WASHINGTON — A top Republican senator said Wednesday in a Washington Post op-ed he would introduce legislation to protect independent watchdogs at federal agencies amid increased scrutiny of the Trump’s administration’s dismissals of watchdogs.
Sen. Chuck Grassley, R-Iowa, is a longtime supporter of the inspectors general at federal agencies. He recently held up Trump administration appointees over his concerns about the administration’s recent firings of inspectors general and lack of justification for doing so.
“It’s really this simple: If inspectors general are doing good work, they should stay; if not, they should go. If the president is going to remove an inspector general, there’d better be a good reason,” Grassley wrote.
The Trump administration has recently ousted several government watchdogs. One of them, State Department IG Steve Linick, was reportedly probing allegations that Secretary of State Mike Pompeo used a political appointee at the State Department to perform personal errands for Pompeo and his wife.
And at the beginning of April, Trump replaced the top Pentagon watchdog, who had been serving as the head watchdog tasked with overseeing the trillions of dollars disbursed by Congress in response to the coronavirus.

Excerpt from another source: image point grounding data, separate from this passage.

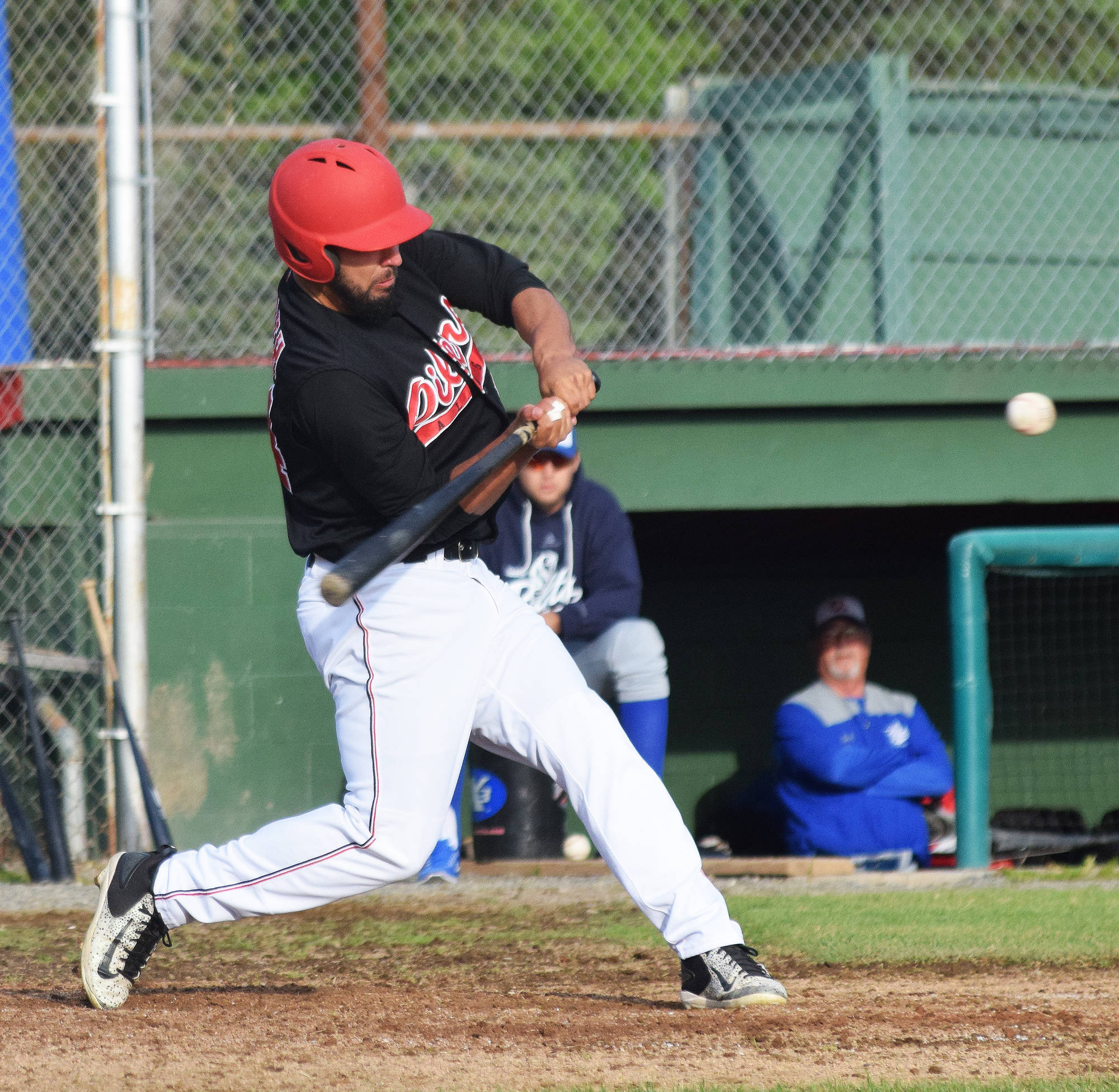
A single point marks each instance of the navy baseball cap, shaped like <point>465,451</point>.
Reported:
<point>568,448</point>
<point>840,607</point>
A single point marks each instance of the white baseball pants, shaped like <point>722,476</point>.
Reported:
<point>425,658</point>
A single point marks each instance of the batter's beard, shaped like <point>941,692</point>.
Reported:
<point>369,310</point>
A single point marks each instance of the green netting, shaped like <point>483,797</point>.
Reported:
<point>1055,667</point>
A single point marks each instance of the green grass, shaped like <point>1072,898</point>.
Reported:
<point>1011,926</point>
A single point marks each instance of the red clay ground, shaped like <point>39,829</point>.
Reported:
<point>297,1006</point>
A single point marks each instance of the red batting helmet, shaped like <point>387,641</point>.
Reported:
<point>338,193</point>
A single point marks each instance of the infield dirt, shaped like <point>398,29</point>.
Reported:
<point>248,1006</point>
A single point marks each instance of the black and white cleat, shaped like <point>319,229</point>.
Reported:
<point>728,977</point>
<point>126,928</point>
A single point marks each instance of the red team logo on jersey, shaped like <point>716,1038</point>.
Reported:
<point>278,347</point>
<point>438,397</point>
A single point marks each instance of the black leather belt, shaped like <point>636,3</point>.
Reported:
<point>460,551</point>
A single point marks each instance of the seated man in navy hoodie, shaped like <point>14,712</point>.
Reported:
<point>854,759</point>
<point>568,549</point>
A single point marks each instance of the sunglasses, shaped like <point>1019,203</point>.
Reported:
<point>542,458</point>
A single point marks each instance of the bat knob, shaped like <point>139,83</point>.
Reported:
<point>336,589</point>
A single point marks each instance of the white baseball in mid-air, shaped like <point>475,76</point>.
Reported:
<point>577,848</point>
<point>1031,413</point>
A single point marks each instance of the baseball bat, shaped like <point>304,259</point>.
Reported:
<point>37,867</point>
<point>161,831</point>
<point>390,544</point>
<point>61,868</point>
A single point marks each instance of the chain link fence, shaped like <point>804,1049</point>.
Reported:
<point>684,174</point>
<point>50,387</point>
<point>681,174</point>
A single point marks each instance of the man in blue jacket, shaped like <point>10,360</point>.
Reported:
<point>567,547</point>
<point>854,759</point>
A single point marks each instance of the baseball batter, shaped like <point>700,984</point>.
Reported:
<point>380,398</point>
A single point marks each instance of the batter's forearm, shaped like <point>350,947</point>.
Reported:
<point>543,325</point>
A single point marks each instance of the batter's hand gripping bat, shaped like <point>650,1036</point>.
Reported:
<point>161,832</point>
<point>411,529</point>
<point>61,868</point>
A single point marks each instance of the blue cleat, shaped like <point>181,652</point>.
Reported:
<point>443,864</point>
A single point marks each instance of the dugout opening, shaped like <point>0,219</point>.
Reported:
<point>734,592</point>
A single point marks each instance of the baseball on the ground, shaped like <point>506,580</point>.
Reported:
<point>1031,413</point>
<point>577,848</point>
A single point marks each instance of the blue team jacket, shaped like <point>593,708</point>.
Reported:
<point>851,771</point>
<point>580,562</point>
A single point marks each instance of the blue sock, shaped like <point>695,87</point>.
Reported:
<point>646,723</point>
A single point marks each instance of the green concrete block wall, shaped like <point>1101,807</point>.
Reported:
<point>242,729</point>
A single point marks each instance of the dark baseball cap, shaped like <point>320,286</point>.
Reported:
<point>840,607</point>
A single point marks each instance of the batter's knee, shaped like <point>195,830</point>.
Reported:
<point>637,661</point>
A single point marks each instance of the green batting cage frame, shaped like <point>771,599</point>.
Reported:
<point>972,558</point>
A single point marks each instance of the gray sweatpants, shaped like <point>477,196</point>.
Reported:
<point>625,664</point>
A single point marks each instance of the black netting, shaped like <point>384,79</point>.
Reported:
<point>1055,666</point>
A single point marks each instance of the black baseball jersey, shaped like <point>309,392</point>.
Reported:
<point>365,420</point>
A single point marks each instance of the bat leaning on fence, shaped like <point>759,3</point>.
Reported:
<point>412,528</point>
<point>161,832</point>
<point>37,867</point>
<point>61,868</point>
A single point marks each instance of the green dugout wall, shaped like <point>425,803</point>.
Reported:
<point>756,486</point>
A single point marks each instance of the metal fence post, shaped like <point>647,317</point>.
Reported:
<point>968,558</point>
<point>891,258</point>
<point>126,347</point>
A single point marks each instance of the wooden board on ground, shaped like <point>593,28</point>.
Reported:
<point>713,867</point>
<point>50,661</point>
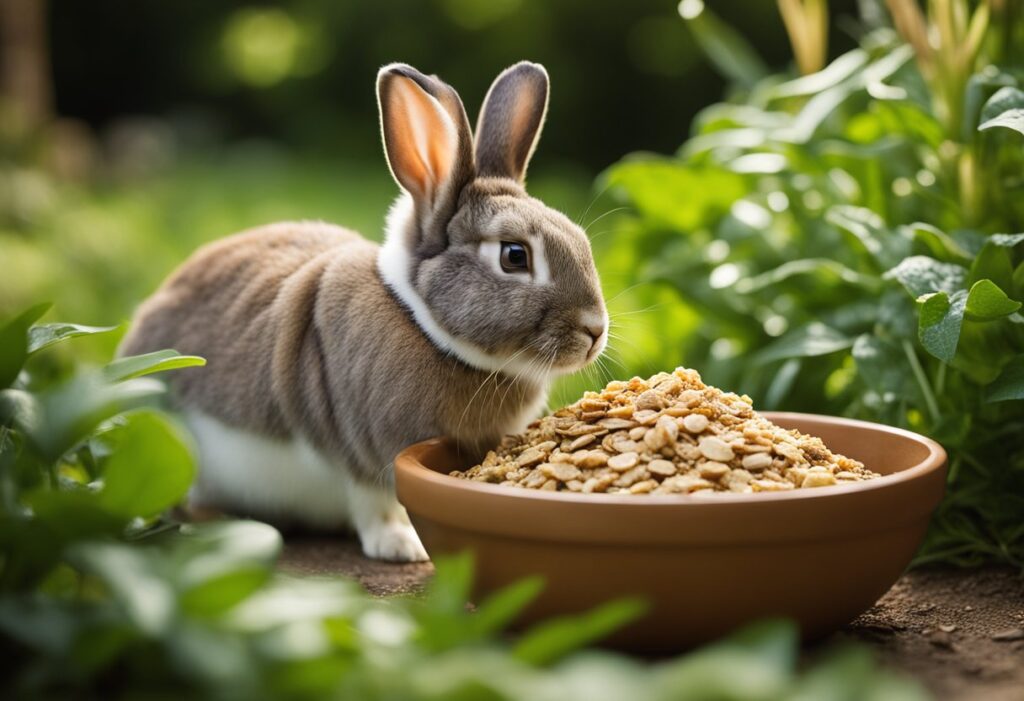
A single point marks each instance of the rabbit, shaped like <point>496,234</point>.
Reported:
<point>327,354</point>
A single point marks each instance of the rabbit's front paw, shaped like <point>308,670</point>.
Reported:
<point>392,540</point>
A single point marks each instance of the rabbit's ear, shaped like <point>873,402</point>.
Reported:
<point>510,121</point>
<point>426,137</point>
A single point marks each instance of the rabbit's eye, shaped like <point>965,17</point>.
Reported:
<point>515,257</point>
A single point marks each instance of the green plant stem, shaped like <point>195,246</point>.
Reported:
<point>926,388</point>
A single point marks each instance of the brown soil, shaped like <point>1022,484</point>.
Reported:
<point>960,632</point>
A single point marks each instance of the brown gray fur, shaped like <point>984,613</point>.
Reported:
<point>312,333</point>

Grassley’s legislation would, among other provisions, require the administration to provide “substantive rationale, including detailed and case-specific reasons” for dismissing an inspector general.
“To address conflicts of interest that could arise by temporarily replacing inspectors general with political appointees, the bill requires acting IGs to be selected from senior ranks within the watchdog community,” Grassley wrote.
Grassley said the firings had brought attention because of President Trump’s involvement, but he would “continue to champion inspectors general, whistleblowers and robust government accountability regardless of who occupies the White House or has the majority in Congress, just as I’ve always done.”